|Also see the Isilon Cloudera Kerberos Installation Guide: http://www.emc.com/collateral/TechnicalDocument/docu84031.pdf|
Continuing the series of posts regarding the deployment of Hadoop with Isilon this post will outline the high level overview of the procedure to Kerberize a Cloudera CDH cluster with Isilon against an Active Directory. It provides the core tasks needed to complete the setup, additional topics will be covered later or in upcoming documents.
This procedure is based on the following:
OneFS 184.108.40.206 contains a number of updates to facilitate the integration and deployment of kerberos against OneFS, it is highly recommended to use this version.
This blog assumes to following Isilon Hadoop environment is configured and operational.
A dedicated Isilon Access Zone is in use (not the system zone).
The Isilon SmartConnect Zone configuration is implemented per best practice for Isilon HDFS access.
The Isilon HDFS configuration is correctly configured.
Cloudera Manager is configured correctly for Isilon integration.

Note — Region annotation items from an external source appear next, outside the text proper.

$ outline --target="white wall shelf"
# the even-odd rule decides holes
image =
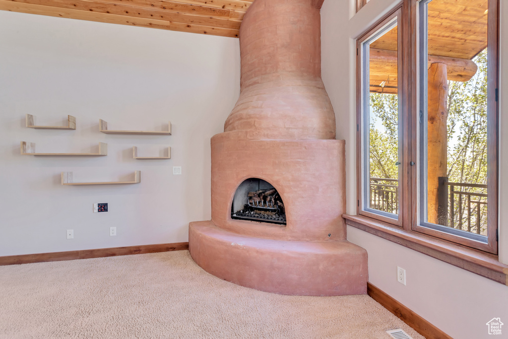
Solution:
[[[67,126],[38,126],[35,124],[35,116],[26,114],[26,127],[40,130],[75,130],[76,118],[72,115],[68,115]]]
[[[171,135],[171,122],[168,124],[168,131],[115,131],[108,129],[108,122],[99,119],[99,130],[106,134],[150,134],[152,135]]]
[[[74,182],[72,172],[62,172],[62,185],[110,185],[119,183],[139,183],[141,182],[141,171],[134,171],[134,179],[128,181],[103,181],[101,182]]]
[[[85,156],[102,157],[108,155],[108,144],[99,143],[99,151],[97,153],[36,153],[35,143],[21,141],[21,155],[23,156]]]
[[[168,151],[166,152],[167,155],[164,157],[138,157],[138,147],[133,146],[132,147],[132,157],[135,159],[149,160],[149,159],[171,159],[171,147],[168,147]]]

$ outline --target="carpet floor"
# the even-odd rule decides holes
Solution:
[[[423,338],[367,295],[279,295],[188,251],[0,267],[0,338]]]

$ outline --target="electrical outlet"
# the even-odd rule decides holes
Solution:
[[[397,266],[397,281],[403,285],[406,285],[406,270]]]

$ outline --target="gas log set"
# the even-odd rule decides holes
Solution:
[[[232,210],[232,219],[286,224],[284,203],[277,190],[258,190],[249,192],[247,196],[247,203],[242,209]]]

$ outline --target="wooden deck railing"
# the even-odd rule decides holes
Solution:
[[[478,234],[487,229],[487,185],[449,182],[439,178],[439,224]],[[370,178],[371,208],[397,214],[399,186],[396,179]]]

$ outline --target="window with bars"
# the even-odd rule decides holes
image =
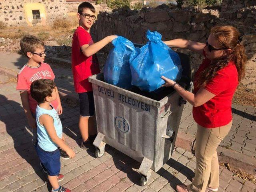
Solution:
[[[40,20],[41,19],[40,12],[39,10],[32,10],[33,19],[34,20]]]

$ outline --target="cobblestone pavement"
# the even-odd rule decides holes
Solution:
[[[228,134],[220,145],[256,158],[256,108],[251,106],[232,105],[233,124]],[[179,131],[195,139],[197,124],[193,118],[192,106],[185,106]]]
[[[8,82],[8,79],[1,75],[0,81],[0,191],[48,191],[50,189],[45,183],[46,176],[38,165],[32,144],[31,130],[19,93],[15,90],[16,84]],[[108,146],[105,154],[99,159],[94,158],[92,152],[79,147],[78,108],[70,107],[64,103],[62,105],[64,112],[60,117],[64,136],[76,156],[72,160],[61,160],[61,173],[65,175],[65,178],[61,184],[78,192],[167,192],[175,191],[174,189],[177,184],[191,183],[196,166],[195,158],[191,153],[176,148],[172,158],[157,172],[152,172],[147,185],[139,186],[138,162]],[[188,120],[190,114],[187,114],[182,124]],[[253,183],[233,176],[232,173],[223,167],[220,169],[219,192],[256,192]]]
[[[0,57],[3,59],[0,67],[17,72],[26,62],[24,57],[14,53],[0,52]],[[74,93],[71,70],[61,68],[59,65],[56,67],[54,64],[52,67],[56,76],[54,81],[58,88]],[[251,106],[233,104],[232,109],[233,126],[220,146],[256,158],[256,108]],[[196,123],[192,115],[192,106],[187,104],[184,106],[179,131],[193,137],[195,140],[196,128]]]

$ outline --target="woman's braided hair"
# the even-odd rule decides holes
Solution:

Cloudera Manager will manage and deploy keytab and krb5.conf files
A simple access model currently exists between Hadoop and Isilon; user UID & GID are correctly implemented and allow HDFS access to the Isilon HDFS root with UID & GID parity.
Hadoop jobs and services are fully operational.

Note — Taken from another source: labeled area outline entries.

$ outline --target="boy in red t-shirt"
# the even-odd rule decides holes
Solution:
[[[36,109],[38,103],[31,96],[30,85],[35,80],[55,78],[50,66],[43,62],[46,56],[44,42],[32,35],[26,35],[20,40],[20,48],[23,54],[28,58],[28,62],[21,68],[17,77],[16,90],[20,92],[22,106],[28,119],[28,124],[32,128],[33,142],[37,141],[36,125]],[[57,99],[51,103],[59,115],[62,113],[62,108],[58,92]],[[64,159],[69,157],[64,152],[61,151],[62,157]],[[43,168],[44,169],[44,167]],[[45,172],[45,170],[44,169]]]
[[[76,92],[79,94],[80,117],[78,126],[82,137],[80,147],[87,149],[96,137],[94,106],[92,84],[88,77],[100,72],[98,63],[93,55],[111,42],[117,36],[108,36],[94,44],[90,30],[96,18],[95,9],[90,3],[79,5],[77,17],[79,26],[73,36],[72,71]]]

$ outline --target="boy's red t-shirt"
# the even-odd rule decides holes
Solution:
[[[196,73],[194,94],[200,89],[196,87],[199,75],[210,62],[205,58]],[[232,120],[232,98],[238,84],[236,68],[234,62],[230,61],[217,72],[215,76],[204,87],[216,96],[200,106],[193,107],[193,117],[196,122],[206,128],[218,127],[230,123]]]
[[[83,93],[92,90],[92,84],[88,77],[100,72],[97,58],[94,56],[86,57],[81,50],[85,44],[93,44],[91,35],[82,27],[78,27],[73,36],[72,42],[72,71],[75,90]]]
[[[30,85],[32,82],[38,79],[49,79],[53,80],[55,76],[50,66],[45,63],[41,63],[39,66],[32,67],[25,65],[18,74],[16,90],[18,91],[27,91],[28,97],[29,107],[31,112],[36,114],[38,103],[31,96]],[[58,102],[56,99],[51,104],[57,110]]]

If your environment deviates from any of these configurations an alternative approach to Kerberization may be required especially with regards to management of keytabs and krb5.conf files. This procedure will not address all configurations or requirements. Additional EMC services should be engaged when required.
This post also does not address Linux host kerberization, Directory Service integration and the Isilon permissioning model for multiprotocol access following kerberization. I hope to address these at a later date.
Since we are integrating an existing Cloudera CDH cluster with an Isilon into a pre-existing Microsoft Active Directory environment, the high level outline approach can be considered to be:
Prepare and configure the Active Directory for Isilon – Hadoop integration
Prepare the Cloudera cluster and Linux hosts for kerberization
Integrate the Isilon cluster into Active Directory
Kerberize the HDP cluster via the Cloudera enable Kerberos wizard
Complete the integration of Isilon and Cloudera
Test and validate Kerberized services
This post is based on using a pre-existing Active Directory environment for Kerberos User Authentication.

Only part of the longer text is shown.